Gladius Calls it Quits
According to the Wall Street Journal (WSJ), Gladius — a blockchain-based internet security startup, has shut up shop despite raising more than $12 million during its 2017 ICO. The company even escaped a heavy fine from the U.S. Securities and Exchange Commission (SEC) for selling unlicensed securities.
Despite escaping a heavy fine, the Gladius hierarchy says it no longer has enough funds to continue running the business. Speaking to WSJ, George Mastoris, an attorney for the company say Gladius failed to attract new investors to save the business.
For the SEC, Gladius’ predicament further exemplifies the Commission’s stance against unlicensed crypto token sales. The SEC had originally ordered the company to file disclosures as part of the settlement.
With the company going under, it appears such disclosures will not be filed. Also, there is the matter of the over 1,700 investors who participated in the 2017 token sale.
As previously reported by Bitcoinist, the ICO market is all but dead with token sales down by more than 95% in 2019. The 2018 crypto bear market and the litany of indictments and fines levied against ICO projects appear to have cooled down interest in token sales.
ICOs Missing Repayment Deadlines May Force SEC’s Hand
Gladius isn’t alone in failing to comply with SEC demands to file disclosures or pay back investors.
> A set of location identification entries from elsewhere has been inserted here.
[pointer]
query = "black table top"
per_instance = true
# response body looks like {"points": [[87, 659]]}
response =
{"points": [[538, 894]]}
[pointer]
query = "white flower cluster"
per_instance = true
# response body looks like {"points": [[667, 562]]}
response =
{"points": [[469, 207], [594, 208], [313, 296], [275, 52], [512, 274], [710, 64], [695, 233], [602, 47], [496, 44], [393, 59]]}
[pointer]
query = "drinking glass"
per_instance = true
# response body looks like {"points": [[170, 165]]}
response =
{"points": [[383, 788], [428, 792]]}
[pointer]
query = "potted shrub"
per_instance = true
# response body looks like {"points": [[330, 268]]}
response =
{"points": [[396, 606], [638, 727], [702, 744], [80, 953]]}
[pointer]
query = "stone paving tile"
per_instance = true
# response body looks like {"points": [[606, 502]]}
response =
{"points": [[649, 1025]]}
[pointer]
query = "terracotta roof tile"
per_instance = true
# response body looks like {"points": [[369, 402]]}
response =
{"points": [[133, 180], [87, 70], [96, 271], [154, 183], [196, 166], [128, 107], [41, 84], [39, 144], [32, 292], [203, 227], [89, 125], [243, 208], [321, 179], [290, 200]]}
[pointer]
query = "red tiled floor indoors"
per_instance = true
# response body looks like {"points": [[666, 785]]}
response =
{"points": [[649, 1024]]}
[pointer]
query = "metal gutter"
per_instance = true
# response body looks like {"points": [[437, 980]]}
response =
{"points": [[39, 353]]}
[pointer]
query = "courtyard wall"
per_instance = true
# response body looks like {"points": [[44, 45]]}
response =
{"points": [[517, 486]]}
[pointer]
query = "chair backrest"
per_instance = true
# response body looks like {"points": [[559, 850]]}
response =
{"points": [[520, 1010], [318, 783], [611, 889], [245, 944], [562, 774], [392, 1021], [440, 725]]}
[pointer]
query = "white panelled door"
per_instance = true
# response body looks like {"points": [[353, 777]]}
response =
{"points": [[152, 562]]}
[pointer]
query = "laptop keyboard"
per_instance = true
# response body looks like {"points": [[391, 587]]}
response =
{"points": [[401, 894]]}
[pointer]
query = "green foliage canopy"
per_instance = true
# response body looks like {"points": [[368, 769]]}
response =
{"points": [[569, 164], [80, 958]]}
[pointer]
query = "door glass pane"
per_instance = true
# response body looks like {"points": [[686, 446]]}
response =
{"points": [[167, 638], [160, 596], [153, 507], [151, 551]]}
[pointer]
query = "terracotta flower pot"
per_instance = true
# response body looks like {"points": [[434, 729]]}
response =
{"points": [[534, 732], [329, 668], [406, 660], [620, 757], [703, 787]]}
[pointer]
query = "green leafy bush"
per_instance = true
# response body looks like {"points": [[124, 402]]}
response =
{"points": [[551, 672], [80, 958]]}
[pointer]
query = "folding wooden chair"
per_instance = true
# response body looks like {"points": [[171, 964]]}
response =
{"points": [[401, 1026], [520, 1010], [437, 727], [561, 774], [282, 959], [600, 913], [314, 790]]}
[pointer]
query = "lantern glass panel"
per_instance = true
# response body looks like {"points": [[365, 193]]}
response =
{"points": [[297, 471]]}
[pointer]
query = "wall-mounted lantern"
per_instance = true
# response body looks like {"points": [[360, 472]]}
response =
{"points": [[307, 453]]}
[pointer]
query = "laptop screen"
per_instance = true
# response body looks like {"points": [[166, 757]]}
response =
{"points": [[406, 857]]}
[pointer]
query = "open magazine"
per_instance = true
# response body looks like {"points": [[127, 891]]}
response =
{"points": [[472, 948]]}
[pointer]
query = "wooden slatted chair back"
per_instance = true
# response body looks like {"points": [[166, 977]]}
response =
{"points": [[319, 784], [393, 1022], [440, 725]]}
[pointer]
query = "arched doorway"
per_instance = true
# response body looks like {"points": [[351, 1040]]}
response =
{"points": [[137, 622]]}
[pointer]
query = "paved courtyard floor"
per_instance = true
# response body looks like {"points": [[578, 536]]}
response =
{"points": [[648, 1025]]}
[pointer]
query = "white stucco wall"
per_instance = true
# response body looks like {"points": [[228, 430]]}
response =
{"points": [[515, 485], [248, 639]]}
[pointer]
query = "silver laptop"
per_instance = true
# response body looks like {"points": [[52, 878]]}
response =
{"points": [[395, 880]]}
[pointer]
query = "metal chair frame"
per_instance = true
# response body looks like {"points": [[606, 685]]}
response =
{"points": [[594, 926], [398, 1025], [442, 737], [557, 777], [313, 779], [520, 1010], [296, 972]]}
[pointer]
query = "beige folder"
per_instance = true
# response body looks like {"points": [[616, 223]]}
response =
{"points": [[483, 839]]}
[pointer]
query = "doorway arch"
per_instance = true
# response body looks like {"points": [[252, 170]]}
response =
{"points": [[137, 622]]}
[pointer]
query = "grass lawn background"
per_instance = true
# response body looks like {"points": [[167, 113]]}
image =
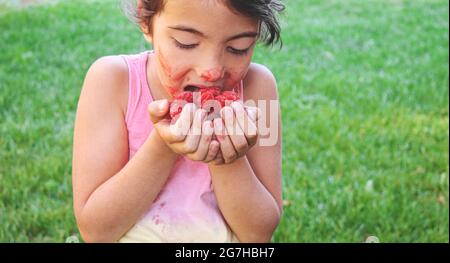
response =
{"points": [[364, 95]]}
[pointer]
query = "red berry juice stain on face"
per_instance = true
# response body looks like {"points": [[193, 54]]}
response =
{"points": [[212, 75], [156, 220], [172, 74]]}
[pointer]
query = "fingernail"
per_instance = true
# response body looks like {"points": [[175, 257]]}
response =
{"points": [[218, 124], [161, 105]]}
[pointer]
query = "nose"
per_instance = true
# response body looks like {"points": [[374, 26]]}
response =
{"points": [[211, 68], [212, 75]]}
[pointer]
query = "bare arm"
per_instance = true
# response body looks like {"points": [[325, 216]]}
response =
{"points": [[248, 190], [110, 193]]}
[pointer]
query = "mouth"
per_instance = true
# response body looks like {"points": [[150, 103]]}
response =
{"points": [[191, 88], [195, 88]]}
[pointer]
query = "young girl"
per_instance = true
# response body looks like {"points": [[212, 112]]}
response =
{"points": [[137, 177]]}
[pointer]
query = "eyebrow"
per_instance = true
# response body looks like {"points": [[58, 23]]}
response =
{"points": [[194, 31]]}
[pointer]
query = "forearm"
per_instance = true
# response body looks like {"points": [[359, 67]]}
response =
{"points": [[248, 207], [115, 206]]}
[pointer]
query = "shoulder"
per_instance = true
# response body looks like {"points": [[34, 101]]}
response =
{"points": [[260, 83], [107, 81]]}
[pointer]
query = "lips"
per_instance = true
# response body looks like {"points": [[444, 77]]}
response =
{"points": [[195, 87]]}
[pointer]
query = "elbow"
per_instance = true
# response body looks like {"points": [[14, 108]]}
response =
{"points": [[91, 232], [263, 233]]}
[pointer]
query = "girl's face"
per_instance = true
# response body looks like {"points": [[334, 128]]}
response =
{"points": [[201, 43]]}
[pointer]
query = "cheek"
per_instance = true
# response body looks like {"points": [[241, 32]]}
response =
{"points": [[173, 71], [234, 77]]}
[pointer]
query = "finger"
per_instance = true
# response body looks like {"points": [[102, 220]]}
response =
{"points": [[181, 128], [234, 131], [205, 142], [246, 122], [254, 113], [219, 159], [191, 143], [157, 110], [226, 146], [213, 150]]}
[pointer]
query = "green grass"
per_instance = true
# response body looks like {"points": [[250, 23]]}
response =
{"points": [[364, 94]]}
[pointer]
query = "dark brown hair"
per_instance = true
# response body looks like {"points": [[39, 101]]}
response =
{"points": [[264, 11]]}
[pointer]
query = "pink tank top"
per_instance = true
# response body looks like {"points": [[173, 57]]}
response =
{"points": [[186, 209]]}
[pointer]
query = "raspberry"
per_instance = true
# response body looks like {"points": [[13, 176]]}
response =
{"points": [[206, 95]]}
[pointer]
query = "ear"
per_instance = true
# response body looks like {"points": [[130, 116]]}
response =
{"points": [[144, 27]]}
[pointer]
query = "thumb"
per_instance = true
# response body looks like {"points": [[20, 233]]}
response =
{"points": [[158, 110]]}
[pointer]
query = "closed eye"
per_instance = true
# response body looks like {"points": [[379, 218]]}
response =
{"points": [[184, 46], [240, 52]]}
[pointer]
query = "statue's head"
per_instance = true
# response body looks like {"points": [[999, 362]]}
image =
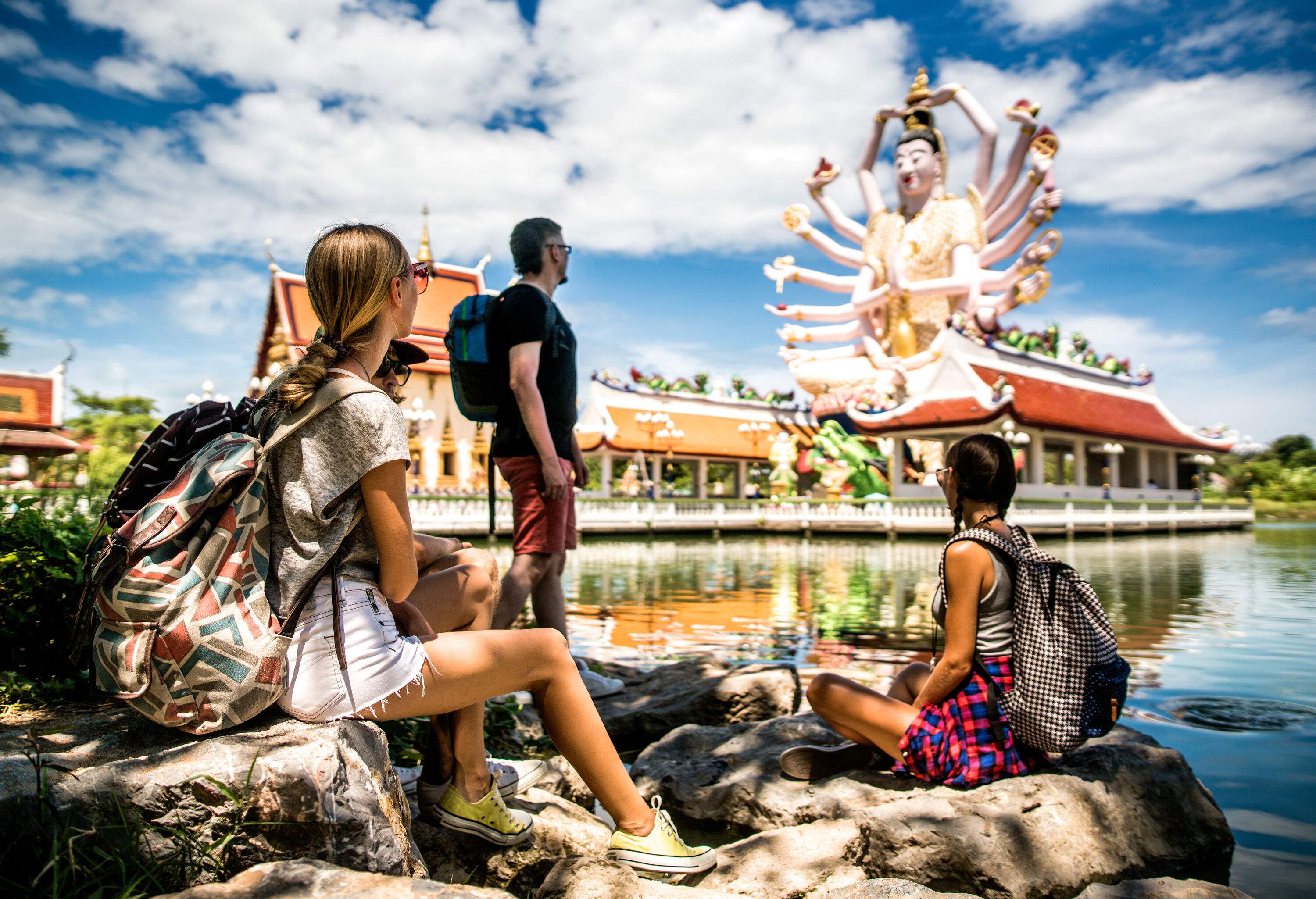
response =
{"points": [[920, 156]]}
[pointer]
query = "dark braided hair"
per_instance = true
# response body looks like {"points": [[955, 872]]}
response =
{"points": [[985, 472]]}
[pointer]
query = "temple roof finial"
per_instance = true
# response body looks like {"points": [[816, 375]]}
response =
{"points": [[423, 254]]}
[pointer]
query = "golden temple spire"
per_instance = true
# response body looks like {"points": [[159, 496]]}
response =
{"points": [[423, 254]]}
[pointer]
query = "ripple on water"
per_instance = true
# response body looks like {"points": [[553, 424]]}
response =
{"points": [[1237, 714]]}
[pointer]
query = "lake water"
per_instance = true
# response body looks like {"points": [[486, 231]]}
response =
{"points": [[1220, 630]]}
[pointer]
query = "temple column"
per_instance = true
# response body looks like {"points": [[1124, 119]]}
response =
{"points": [[897, 468], [1036, 451]]}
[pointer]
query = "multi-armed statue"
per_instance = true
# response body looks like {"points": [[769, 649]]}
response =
{"points": [[928, 258]]}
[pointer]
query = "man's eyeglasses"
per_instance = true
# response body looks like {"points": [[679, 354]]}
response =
{"points": [[420, 274], [397, 367]]}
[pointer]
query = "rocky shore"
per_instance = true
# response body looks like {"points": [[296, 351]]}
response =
{"points": [[319, 811]]}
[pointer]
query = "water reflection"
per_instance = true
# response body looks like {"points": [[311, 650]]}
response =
{"points": [[1220, 624]]}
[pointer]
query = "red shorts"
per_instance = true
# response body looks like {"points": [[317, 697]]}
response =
{"points": [[539, 526]]}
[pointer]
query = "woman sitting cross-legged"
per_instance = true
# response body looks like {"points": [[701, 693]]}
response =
{"points": [[935, 721], [353, 457]]}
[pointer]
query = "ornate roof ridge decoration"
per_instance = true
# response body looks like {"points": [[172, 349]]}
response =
{"points": [[1049, 345], [697, 386]]}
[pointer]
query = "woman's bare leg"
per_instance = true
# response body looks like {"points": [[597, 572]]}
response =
{"points": [[469, 668], [456, 599], [908, 682], [861, 714]]}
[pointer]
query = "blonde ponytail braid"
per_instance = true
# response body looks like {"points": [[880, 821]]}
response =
{"points": [[349, 271]]}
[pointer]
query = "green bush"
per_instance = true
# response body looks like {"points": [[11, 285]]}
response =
{"points": [[40, 582]]}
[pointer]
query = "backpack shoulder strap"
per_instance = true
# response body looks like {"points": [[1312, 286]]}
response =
{"points": [[327, 395]]}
Projects like Airfox have also failed to meet up with the terms of their settlement deals with the SEC.
Such a situation might see the Commission electing to levy even heavier fines against indicted ICO projects. So far, the SEC has been content with a slap on the wrist of these projects as previously reported by Bitcoinist.
However, with the financial health of several of these blockchain startups, hefty fees may not amount to much.
Meanwhile, some commentators have pointed out that startups that elect to follow regulated channels for their token sales end up incurring a heftier financial burden than their unregulated counterparts.
For instance, Blockstack paid $2 million for its regulated token sale which raised about $23 million. However, the SEC fined Block.one $24 million for its $4 billion ICO.